Simon Wardell 

Paddington to Sidney: the seven best films to watch on TV this week

Recent events have turned the beloved Peruvian bear into a national treasure, while Oprah’s documentary about Sidney Poitier is an extraordinary look at a legend
  
  

Visiting the palace  … Paddington.
Visiting the palace … Paddington. Photograph: Studiocanal/Allstar

Pick of the week

Paddington

Michael Bond’s accident-prone Peruvian immigrant has garnered unexpected prominence since the Queen’s death – his jubilee audience with her has been widely referenced – so a rerun of Paul King’s masterful 2014 comedy is welcome. The CGI bear (voiced by Ben Whishaw) blends in seamlessly with his live-action adopted family the Browns, led by Hugh Bonneville and Sally Hawkins, as he comes to London to find the British explorer who met his uncle and aunt in the rainforest. Mild peril comes in the shape of chilly taxidermist Millicent Clyde (Nicole Kidman), who covets Paddington’s rare hide. The arguably superior sequel can be seen on Monday, also on BBC One.
Saturday 17 September, 7pm, BBC One

***

The Girl With a Bracelet

Who knows the mind of a teenager? That’s the question posed by this intriguing French film – and also in the courtroom where 18-year-old Lise (Melissa Guers) is on trial for murdering her best friend. Lise is giving little away, not least to her supportive but frazzled parents (Roschdy Zem and Chiara Mastroianni), as Stéphane Demoustier’s drama follows the proceedings from an emotional distance. Missing the tabloid frenzy or baying crowds a British version might include, it’s a focused tale of the tangle of sex and friendship that can sway young lives.
Saturday 17 September, 9pm, BBC Four

***

Finding Dory

Andrew Stanton’s 2016 sequel to Finding Nemo is as colourful and dramatic as its predecessor but its change of lead fish brings a sadness that will resonate with the grownups. Dory (Ellen DeGeneres) has short-term memory loss but a flashback to her parents sends her – along with Nemo and Marlin – off on a quest to find them. Fantastic new characters, such as Hank the octopus and Destiny the myopic whale shark, bring the comedy – as does Sigourney Weaver’s voice – while the tragedy of forgetting your identity is an undercurrent that the ageing viewer will fix upon.
Sunday 18 September, 3.05pm, BBC One

***

The Producers

Mel Brooks’s 1968 film debut is one of the great putting-on-a-show dramas – albeit one where the big production number is called Springtime for Hitler. Zero Mostel’s struggling Broadway producer Max Bialystock takes an idea from his accountant Leo Bloom (played as bundle of anxiety by Gene Wilder) that a flop could make them more money than a hit and runs with it – because what could be less successful than a musical about the Nazis? Boundary-pushing comedy, but in Brooks’s world it makes perfect sense.

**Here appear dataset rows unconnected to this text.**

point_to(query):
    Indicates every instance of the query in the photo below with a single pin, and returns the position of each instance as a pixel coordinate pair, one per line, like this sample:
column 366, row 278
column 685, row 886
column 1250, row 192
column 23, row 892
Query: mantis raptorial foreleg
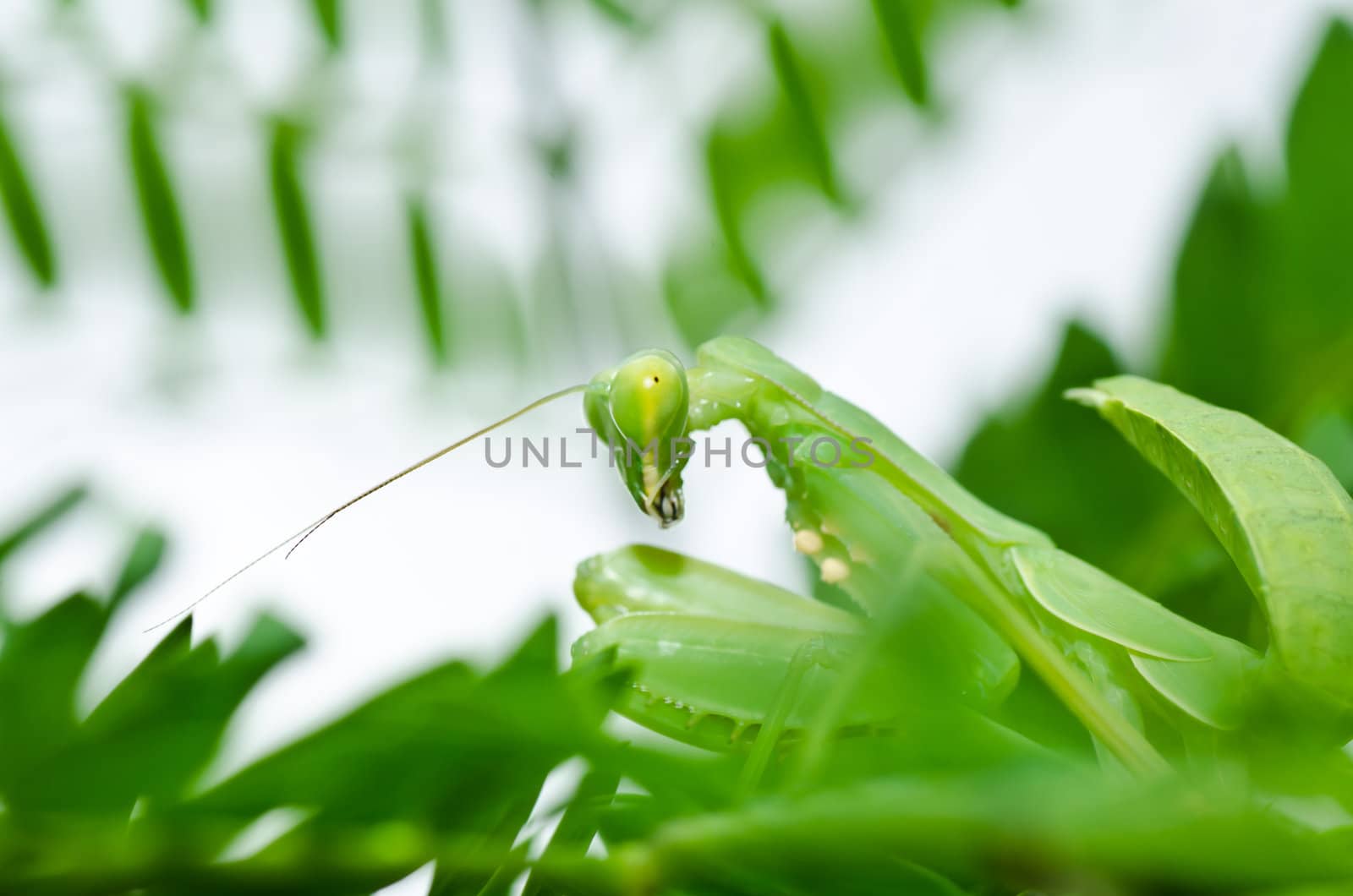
column 989, row 585
column 962, row 592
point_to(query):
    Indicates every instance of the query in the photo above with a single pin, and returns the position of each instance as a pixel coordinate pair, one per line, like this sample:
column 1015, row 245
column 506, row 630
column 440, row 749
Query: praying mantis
column 949, row 600
column 721, row 659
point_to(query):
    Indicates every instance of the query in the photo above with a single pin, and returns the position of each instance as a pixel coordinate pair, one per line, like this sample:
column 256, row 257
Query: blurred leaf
column 707, row 297
column 1330, row 437
column 423, row 247
column 616, row 11
column 430, row 749
column 1046, row 465
column 792, row 79
column 20, row 207
column 900, row 31
column 159, row 727
column 288, row 198
column 41, row 519
column 141, row 563
column 202, row 10
column 156, row 195
column 1219, row 336
column 728, row 210
column 577, row 828
column 329, row 18
column 432, row 25
column 1280, row 513
column 1027, row 830
column 41, row 662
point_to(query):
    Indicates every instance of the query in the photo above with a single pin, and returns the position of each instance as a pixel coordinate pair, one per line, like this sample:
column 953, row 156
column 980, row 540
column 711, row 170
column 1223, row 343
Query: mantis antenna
column 301, row 535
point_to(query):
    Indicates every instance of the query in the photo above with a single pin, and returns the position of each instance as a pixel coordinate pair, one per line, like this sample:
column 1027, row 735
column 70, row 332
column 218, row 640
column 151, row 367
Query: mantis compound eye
column 649, row 398
column 640, row 409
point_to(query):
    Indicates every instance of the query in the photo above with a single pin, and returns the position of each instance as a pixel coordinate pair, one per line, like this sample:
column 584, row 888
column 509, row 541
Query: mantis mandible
column 723, row 661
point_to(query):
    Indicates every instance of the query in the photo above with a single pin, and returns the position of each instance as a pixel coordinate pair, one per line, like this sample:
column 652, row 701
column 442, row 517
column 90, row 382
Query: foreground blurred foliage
column 1260, row 320
column 448, row 767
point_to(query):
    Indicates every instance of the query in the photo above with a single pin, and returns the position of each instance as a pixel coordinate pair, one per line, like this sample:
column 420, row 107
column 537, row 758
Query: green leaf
column 1082, row 596
column 896, row 19
column 156, row 196
column 1312, row 312
column 1071, row 468
column 142, row 560
column 41, row 519
column 428, row 750
column 288, row 198
column 793, row 81
column 1329, row 436
column 329, row 18
column 1219, row 335
column 41, row 664
column 1280, row 513
column 24, row 211
column 1217, row 692
column 202, row 10
column 426, row 279
column 577, row 828
column 159, row 727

His excellent spoof western Blazing Saddles follows.
Thursday 22 September, 9.10pm, BBC Four

***

After Yang

Yang (Justin H Min) is a robot bought by Jake (Colin Farrell) and Kyra (Jodie Turner-Smith) as an elder sibling for their adopted Chinese daughter Mika (Malea Emma Tjandrawidjaja). Then Jake discovers Yang has been recording his own memories: brief snapshots of beauty, sadness, togetherness – even, possibly, love. The idea of AI revealing the essence of humanity isn’t new, but Kogonada’s mystery ponders the big questions with a delicate touch. SW
Thursday 22 September, 10.05am, 8pm, Sky Cinema Premiere

***

Sidney

This Oprah-produced documentary about the life of the groundbreaking actor Sidney Poitier, who died in January, may ladle on the affection but he’s one man who deserves it. The son of tomato farmers in the Bahamas, his rise to Hollywood success is told through his own mellifluous words and those of an impressive array of devotees, friends and family members. Poitier’s firsts are numerous – Black lead character, Oscar winner, that In the Heat of the Night slap – and even when Black Power threatened to make him passé, his influence on African American culture and the US as a whole persisted.
Friday 23 September, Apple TV+

***

Athena

A near cousin of Ladj Ly’s superb Les Misérables (Ly is a co-writer here), this tense urban thriller from Romain Gavras plunges us into the middle of an already volatile French estate. Via expertly choreographed extended takes, we hurtle through a chaotic concrete war zone as Karim (Sami Slimane) orchestrates a riot to force the truth about his 13-year-old brother’s killing – seemingly at the hands of cops – out into the open. However, his surviving siblings, soldier Abdel (Dali Benssalah) and drug dealer Moktar (Ouassini Embarek), become obstacles in his path.